Lewis was not going to the funeral, because his stepmother wouldn’t have it. He’d just seen his father, and he’d known it would be soon, and they’d left each other on better terms than usual. Dulcy had to understand how different it had been: her father might have been difficult, but she’d loved him and been loved in return.

He explained this later, in bed. She told him what she’d seen in the woods, that Samuel had to be careful. “Leave it,” said Lewis. “Samuel’s lonely.” This had been going on for years, and it was hard on Samuel, because Grover would sleep with anything, male or female. Lewis said she shouldn’t waste her pity on Clara, who was willfully blind to all of it (Dulcy hadn’t actually thought of Clara), and Grover’s wayward affections were only part of the story: he made gentlemen’s movies. One was called Wild William Tell , but instead of Tell’s son and the apple, Grover filmed girls wearing only hats and cowboy chaps, wiggling body parts at Indian archers, who inevitably had to walk closer to check their aim. Sometimes the cowboys got there first.

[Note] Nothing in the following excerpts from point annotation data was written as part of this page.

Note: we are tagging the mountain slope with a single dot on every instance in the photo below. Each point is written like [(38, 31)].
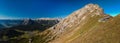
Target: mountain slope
[(87, 25)]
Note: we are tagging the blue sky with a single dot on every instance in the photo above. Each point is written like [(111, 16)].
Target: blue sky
[(10, 9)]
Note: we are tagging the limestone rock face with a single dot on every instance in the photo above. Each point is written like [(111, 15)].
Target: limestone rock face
[(78, 17)]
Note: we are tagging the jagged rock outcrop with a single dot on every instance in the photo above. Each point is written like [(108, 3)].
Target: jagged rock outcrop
[(78, 17), (75, 27)]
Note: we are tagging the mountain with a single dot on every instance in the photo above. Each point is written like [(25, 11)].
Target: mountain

She giggled until her face was wet. “He showed that?”

“He did,” said Lewis. “During filming the rubber-tipped arrows caused unhappiness, but he made piles of money, especially in England and Germany.”

The second film was called Take a Poke at Polly , and featured girls on a bingo board, with male winners who stepped forward to claim their prizes. “Maybe Grover will try chess for the up market,” said Lewis. “More costumes. Think how much fun he’ll have with the bishops.”

???

A week later, Independence Day: the state might not be twenty yet, but its citizens were serious about patriotism, and because of this boosterism and the town’s proximity to Yellowstone Park and the train line, the Livingston parade was the largest in the state. Miles Park was packed with milling bagpipers and Masons, Shriners, and tuba players. A Washington and Jefferson flanked a man in a cannon costume, who looked so much like something else that Vinca laughed hard enough to smear her green face paint. The Hunt Club horses were skittish, as were Mrs. Woolley’s pacers and a quartet of dapple-gray Arabians. The bicycle club members rode in circles, the grocers’ floats handed out candies and fruits early, and the bottling company doled out waxed paper cones of beer and fizzy drinks.